Following Hunter Biden’s pardon by his father, several commentators have looked to precedents — other pardons of relatives. Case in point: Ana Navarro-Cardenas, a commentator who appears on The View and CNN. On X, Navarro-Cardenas cited a pardon granted by President Woodrow Wilson of his brother-in-law Hunter deButts. That was news to me.
The official clemency records search only works for people who’ve applied since 1989, and a page of clemency recipients by president only stretches back to Richard Nixon. Such a pardon would have been controversial, yet it wasn’t mentioned on the bio page in Wilson’s presidential library. Find a Grave suggests Wilson didn’t even have a brother-in-law with that name — it shows nine brothers-in-law, but not our man Hunter deButts. I can’t prove Wilson didn’t pardon a Hunter deButts; I can only tell you that if he did, that person was not his brother-in-law.
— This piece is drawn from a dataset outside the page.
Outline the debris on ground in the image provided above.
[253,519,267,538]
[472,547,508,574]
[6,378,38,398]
Navarro-Cardenas wasn’t the only person posting perplexing pardons. An Esquire article called “A President Shouldn’t Pardon His Son? Hello, Anybody Remember Neil Bush?” was based on the premise that George H.W. Bush pardoned his son Neil; it has since been retracted “due to an error.” The day before its publication, Occupy Democrats’ executive editor Grant Stern tweeted a similar claim that Jimmy Carter pardoned his brother Billy and George H.W. Bush pardoned Neil. As far as I can tell, neither pardon actually occurred.
Where was all this coming from? Well, I don’t know what Stern or Esquire’s source was. But I know Navarro-Cardenas’, because she had a follow-up message for critics: “Take it up with Chat GPT.”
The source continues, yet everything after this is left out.